I want to write a recursive polymorphic function that does one thing for an argument of type ℙ, another thing for an argument of any type other than a function, and the third thing for function arguments. How can I do this?
I thought of two ways:
Nothing works so far.
The type class approach does not work because Coq does not understand that I want it to try the most specific instance first. Since a function type is also a type, Coq always chooses the most general instance.
The polymorphic function approach does not work because Coq does not let me match on a type:
Recursive definition on "Type"
which should be a recursive inductive type.
How can I solve this?
Ignat Insarov said:
The type class approach does not work because Coq does not understand that I want it to try the most specific instance first. Since a function type is also a type, Coq always chooses the most general instance.
adjust the instance priority
Reify your type. Instead of having a function foo: Type -> U
, have a function foo: forall {t:T}, eval t -> U
with eval: T -> Type
. Then, you can match on t
.
I see, so fixed points require inductive arguments, but _«flat»_ definitions do not, so I can define a flat eval
. Nice!
But how do I pattern match a function type?

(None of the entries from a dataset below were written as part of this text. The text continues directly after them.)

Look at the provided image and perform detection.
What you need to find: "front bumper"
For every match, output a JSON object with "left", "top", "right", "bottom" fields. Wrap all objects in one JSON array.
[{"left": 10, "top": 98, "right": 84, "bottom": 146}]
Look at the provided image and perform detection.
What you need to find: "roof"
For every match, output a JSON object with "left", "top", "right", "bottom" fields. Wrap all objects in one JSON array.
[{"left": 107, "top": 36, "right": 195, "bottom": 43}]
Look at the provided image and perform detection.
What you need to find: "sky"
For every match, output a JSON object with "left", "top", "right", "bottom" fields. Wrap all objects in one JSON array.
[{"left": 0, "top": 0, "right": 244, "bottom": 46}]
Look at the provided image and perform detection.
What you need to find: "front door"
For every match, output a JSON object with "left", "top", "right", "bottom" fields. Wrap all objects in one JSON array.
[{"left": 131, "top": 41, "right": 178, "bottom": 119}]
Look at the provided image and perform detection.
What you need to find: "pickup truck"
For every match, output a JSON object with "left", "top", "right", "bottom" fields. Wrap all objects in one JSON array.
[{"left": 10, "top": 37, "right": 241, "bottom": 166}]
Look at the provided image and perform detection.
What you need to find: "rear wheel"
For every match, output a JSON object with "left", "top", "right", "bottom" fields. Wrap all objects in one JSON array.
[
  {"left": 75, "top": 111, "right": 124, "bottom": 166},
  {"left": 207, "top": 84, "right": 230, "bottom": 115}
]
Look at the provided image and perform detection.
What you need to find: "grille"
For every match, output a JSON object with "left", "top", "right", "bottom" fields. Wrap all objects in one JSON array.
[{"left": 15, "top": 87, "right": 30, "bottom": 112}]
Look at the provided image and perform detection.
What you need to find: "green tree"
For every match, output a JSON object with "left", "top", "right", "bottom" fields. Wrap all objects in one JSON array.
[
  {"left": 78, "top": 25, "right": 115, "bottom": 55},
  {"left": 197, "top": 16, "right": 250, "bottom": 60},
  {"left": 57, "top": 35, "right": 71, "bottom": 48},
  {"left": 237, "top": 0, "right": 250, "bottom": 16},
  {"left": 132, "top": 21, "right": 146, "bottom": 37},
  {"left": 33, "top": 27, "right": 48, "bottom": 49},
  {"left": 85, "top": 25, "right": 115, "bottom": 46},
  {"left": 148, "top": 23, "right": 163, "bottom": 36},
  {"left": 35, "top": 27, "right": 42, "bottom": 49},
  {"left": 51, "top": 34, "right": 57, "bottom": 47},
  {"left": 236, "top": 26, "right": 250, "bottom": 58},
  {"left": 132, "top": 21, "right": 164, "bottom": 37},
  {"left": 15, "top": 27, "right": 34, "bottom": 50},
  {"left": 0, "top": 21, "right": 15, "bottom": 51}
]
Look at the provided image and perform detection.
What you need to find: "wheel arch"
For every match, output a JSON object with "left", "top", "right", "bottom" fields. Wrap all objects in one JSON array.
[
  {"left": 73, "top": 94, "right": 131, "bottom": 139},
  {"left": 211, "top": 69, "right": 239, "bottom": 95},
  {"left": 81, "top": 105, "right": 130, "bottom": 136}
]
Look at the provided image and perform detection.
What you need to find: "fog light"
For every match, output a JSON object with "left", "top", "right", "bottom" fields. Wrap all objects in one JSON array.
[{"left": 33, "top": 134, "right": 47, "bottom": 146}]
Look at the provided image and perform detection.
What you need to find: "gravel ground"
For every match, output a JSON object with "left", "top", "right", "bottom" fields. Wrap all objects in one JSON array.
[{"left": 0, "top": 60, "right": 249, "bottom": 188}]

T is supposed to be an inductive
This does not work:
Variant reified_type := reified_any_type | reified_property | reified_function.
Definition reify_type: Type → reified_type := λ type, match type with ℙ => reified_property | x → y => reified_function end.
Here reify_type
is what Guillaume calls eval
.
Error: Invalid notation for pattern.
What he calls eval
is the other way around.
eval : T -> Type
instead of having something like
Inductive is_type : Type -> Type :=
| fun_is_type : forall A B, is_type (A -> B)
...
Definition my_thing T {t : is_type T} := match t with ...
you would do
Inductive type :=
| fun_type : forall A B : Type, type
...
Definition eval t := match t with
| fun_type A B => A -> B
| ...
Ah, so T
is reified_type
?
I see.
So, it is more like dematerialize_type
, or whatever the antonym of _«reify»_ is.
Reification works in that it allows me to case split on the type once. However, I still cannot recurse on it the way I wanted to since the function arrow is not an inductive constructor. But the class based approach also works, as Gaëtan suggested. Thanks to everyone!
Ignat Insarov has marked this topic as resolved.